Le niqab [Voile intégral qui couvre l’ensemble du corps des femmes sauf les yeux ]] ne fait pas l’unanimité chez les musulmans, loin de là. Une nouvelle brèche vient de s’ouvrir en Égypte entre musulmans modérés et radicaux à propos de cette tenue religieuse. Samedi dernier, lors d’une visite de plusieurs lycées dépendant de sa mosquée Al-Azhar, le cheikh Mohammed Sayyed Tantaoui, l’un des imams les plus respectés d’ Égypte , a été « surpris de voir une des lycéennes en niqab alors qu’elle était en cours », rapporte le quotidien [Al Masri al-Yom. L’imam, poursuit le journal, aurait alors demandé à la jeune fille d’ôter son voile, avant d’affirmer qu’il entendait interdire le port du niqab dans l’ensemble de ses établissements. Une annonce qui a aussitôt déclenché les foudres des islamistes égyptiens. Ces derniers étant par ailleurs échauffés par la décision du ministre de l’Enseignement supérieur Hani Helal, survenue au même moment, visant à interdire le niqab aux étudiantes de premier cycle inscrites dans les universités publiques du pays.

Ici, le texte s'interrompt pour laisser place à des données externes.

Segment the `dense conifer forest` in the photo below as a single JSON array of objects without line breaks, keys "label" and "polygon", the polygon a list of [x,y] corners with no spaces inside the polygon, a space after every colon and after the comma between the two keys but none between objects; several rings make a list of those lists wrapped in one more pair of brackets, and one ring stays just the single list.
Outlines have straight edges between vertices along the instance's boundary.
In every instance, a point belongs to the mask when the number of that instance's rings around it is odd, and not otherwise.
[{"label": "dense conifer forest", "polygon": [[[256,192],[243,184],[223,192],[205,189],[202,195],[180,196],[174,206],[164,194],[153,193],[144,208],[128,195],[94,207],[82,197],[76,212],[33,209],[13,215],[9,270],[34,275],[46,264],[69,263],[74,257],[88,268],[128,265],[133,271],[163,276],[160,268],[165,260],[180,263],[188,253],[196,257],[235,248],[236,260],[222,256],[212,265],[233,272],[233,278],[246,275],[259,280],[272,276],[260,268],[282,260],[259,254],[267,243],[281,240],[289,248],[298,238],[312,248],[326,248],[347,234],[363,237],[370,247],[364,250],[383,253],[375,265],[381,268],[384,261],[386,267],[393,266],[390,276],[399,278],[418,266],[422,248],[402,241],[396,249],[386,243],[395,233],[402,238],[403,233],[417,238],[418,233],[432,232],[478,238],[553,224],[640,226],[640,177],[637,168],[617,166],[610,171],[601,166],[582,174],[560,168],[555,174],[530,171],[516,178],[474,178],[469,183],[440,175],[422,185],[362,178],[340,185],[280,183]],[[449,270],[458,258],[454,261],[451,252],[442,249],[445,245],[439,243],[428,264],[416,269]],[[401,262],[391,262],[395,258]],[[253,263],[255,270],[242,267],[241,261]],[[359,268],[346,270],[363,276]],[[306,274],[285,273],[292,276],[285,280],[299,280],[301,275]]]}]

Pour ou contre le niqab, un débat qui refait surface en Égypte
« Ce débat sur le port du niqab n’est pas vraiment nouveau en Egypte, explique Bernard Botiveau, chercheur à l’Institut de recherche et d’études sur le monde arabe et musulman (IREMAM). En 2007, le Tribunal administratif suprême égyptien avait déjà rendu un avis sur l’impossibilité faite à une université d’interdire à ses étudiantes le port du niqab ». Une tendance qui tendrait aujourd’hui à s’inverser si l’on en croit les deux récentes déclarations faites par l’imam Tantaoui et le ministre Helal.
Ces deux sorties fortement médiatisées laissent en effet à penser que le gouvernement égyptien est de plus en plus préoccupé par la question du niqab, y voyant une nouvelle manifestation de l’intégrisme religieux qu’il tâchait jusqu’à présent d’étouffer. Même s’il n’existe pas d’étude sérieuse sur la question, plusieurs articles parus au cours de ces dernières années dans la presse égyptienne et étrangère font état de la progression de l’islam salafiste, un courant radical prônant notamment le port du niqab. Une influence que l’État égyptien, soutenu par l’éminence religieuse d’Al-Azhar, souhaiterait, au nom d’un islam modéré, endiguer. En diffusant ça et là des propositions tendant à interdire ce voile, « l’État égyptien, soutenu par Al-Azhar souffle le chaud et le froid de l’étendue du pouvoir politique des courants islamistes, comme les Frères musulmans (parti islamiste égyptien)», analyse Bernard Botiveau.
L’Egypte, un exemple pour les pays musulmans ?
L’ordre du cheikh Tantaoui est susceptible d’avoir de l’écho dans le monde islamique, mais également dans les pays laïques où les mots « burqa » et « niqab » occupent le devant de la scène politico-médiatique, comme dernièrement en France avec la création d’une commission d’enquête parlementaire sur le sujet, en juin dernier. Pour Bernard Botiveau, les répercussions d’une telle mesure prise en Egypte sont toutefois à relativiser. « L’Egypte est un État islamique, certes, mais il a une longue tradition séculière derrière lui, ce qui le différencie de bon nombre d’États islamiques. Aujourd’hui en Egypte, beaucoup de citoyens ne se reconnaissent pas dans le niqab, et ils peuvent se sentir menacés par ces tenues qui stigmatisent leur religion. Le problème n’est d’ailleurs pas religieux, mais plutôt identitaire.» Un argument régulièrement avancé par les musulmans de France lors des débats sur la burqa.